Anthurium
- Discipline: Caribbean studies
- Language: English
- Edited by: Patricia Saunders, Donette Francis

Publication details
- History: 2003–present
- Publisher: University of Miami
- Open access: Yes
- License: CC BY

Standard abbreviations
- ISO 4: Anthurium

Indexing
- ISSN: 1547-7150

Links
- Journal homepage; Online archive;

= Anthurium (journal) =

Anthurium: A Caribbean Studies Journal, established in 2003, is a peer-reviewed open access web-only, academic journal that publishes original works by Caribbean writers and scholars, including on visual art, current issues in Caribbean studies, and travelogues. The journal is "committed to bridging the digital divide by making peer reviewed, scholarly articles and creative writing available to teachers, students, scholars and persons interested in Caribbean literature and culture worldwide without fee based subscriptions."

The journal is published by the University of Miami, and the editors-in-chief are Patricia Saunders and Donette Francis (University of Miami). Publication by the University of Miami has been highlighted as one of the "external" (outside the Caribbean) efforts to support the region through digital resources.

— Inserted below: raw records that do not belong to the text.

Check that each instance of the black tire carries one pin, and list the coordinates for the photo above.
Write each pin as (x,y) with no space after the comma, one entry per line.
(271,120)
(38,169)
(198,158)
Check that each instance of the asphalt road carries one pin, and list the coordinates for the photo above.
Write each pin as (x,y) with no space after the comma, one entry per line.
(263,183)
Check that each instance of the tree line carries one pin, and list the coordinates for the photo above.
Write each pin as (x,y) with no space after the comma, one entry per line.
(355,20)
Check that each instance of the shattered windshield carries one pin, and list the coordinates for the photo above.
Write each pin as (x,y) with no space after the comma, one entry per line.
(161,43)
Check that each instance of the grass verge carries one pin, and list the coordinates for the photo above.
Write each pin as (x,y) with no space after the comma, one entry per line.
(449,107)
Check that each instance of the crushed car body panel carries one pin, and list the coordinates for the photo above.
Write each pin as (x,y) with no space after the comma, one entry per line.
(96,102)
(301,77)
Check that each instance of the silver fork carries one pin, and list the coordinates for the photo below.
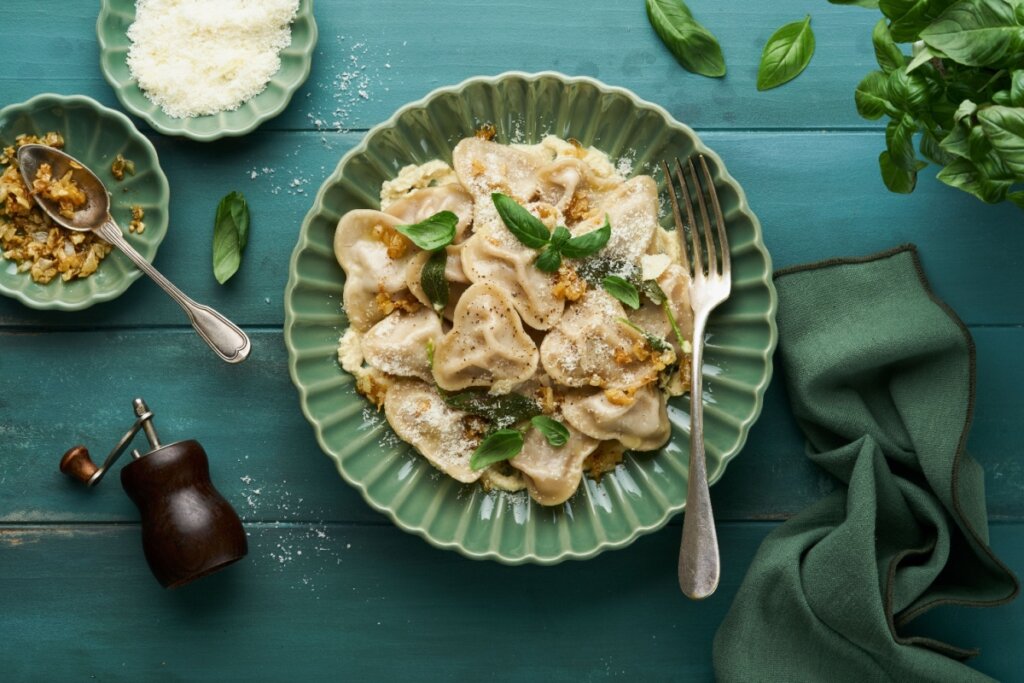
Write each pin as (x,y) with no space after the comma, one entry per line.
(710,285)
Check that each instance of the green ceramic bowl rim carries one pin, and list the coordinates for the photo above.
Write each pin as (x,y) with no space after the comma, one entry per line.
(164,187)
(181,130)
(303,243)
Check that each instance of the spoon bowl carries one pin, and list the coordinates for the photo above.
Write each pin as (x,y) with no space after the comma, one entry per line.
(225,338)
(97,208)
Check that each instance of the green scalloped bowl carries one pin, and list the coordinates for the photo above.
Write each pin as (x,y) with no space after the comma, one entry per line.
(112,30)
(646,488)
(94,135)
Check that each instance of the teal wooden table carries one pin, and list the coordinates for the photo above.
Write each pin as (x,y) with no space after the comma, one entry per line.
(331,590)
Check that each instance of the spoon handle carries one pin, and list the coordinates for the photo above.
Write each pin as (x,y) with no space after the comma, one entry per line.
(225,338)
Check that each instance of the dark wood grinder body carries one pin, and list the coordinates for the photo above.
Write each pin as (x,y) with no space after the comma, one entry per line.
(188,529)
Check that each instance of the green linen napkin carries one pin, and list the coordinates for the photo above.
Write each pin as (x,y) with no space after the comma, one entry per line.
(882,378)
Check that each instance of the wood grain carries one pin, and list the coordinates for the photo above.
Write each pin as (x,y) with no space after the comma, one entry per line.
(334,602)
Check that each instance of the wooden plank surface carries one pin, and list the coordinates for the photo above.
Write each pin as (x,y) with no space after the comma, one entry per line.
(349,602)
(331,589)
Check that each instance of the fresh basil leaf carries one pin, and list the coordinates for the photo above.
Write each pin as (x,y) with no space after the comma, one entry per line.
(651,339)
(897,179)
(1004,129)
(588,244)
(932,150)
(871,96)
(694,46)
(549,260)
(525,226)
(500,445)
(899,142)
(887,53)
(785,54)
(965,175)
(560,237)
(622,290)
(433,233)
(910,16)
(556,433)
(1017,88)
(230,235)
(500,410)
(977,33)
(433,282)
(921,58)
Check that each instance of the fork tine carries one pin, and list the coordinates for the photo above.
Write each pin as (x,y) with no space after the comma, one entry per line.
(680,228)
(719,219)
(694,240)
(706,220)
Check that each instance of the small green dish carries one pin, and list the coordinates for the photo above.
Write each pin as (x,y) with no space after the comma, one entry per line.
(94,135)
(645,489)
(296,59)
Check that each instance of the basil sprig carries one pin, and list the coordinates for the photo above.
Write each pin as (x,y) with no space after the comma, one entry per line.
(786,53)
(433,235)
(958,89)
(531,231)
(556,433)
(230,235)
(499,445)
(694,47)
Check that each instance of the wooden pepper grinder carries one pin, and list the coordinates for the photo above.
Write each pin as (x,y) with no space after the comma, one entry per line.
(188,529)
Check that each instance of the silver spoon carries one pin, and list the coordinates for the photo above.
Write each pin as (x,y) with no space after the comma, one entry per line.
(225,338)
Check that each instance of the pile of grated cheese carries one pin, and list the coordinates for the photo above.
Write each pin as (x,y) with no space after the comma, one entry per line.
(197,57)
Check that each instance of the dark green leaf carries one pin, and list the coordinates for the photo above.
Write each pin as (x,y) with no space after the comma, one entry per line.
(230,235)
(622,290)
(433,282)
(500,445)
(872,98)
(499,410)
(524,225)
(549,260)
(899,142)
(588,244)
(651,339)
(1017,88)
(977,33)
(896,178)
(433,233)
(786,54)
(556,433)
(932,151)
(887,53)
(1004,128)
(965,175)
(910,16)
(694,46)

The journal has been singled out as a "noted publication directly related to the English-speaking Caribbean" in connection with projects to develop regional online resources (Caribbean Libraries in the 21st Century, 2007).

==History==
As stated on the journal's website: "Through the innovative vision of Sandra Pouchet Paquet of the English Department and the Digital Media Lab of Otto G. Richter Library, Anthurium began with a special issue in honor of Kamau Brathwaite and has continued to grow as a journal that features art, scholarly essays, poetry, short fiction and reviews."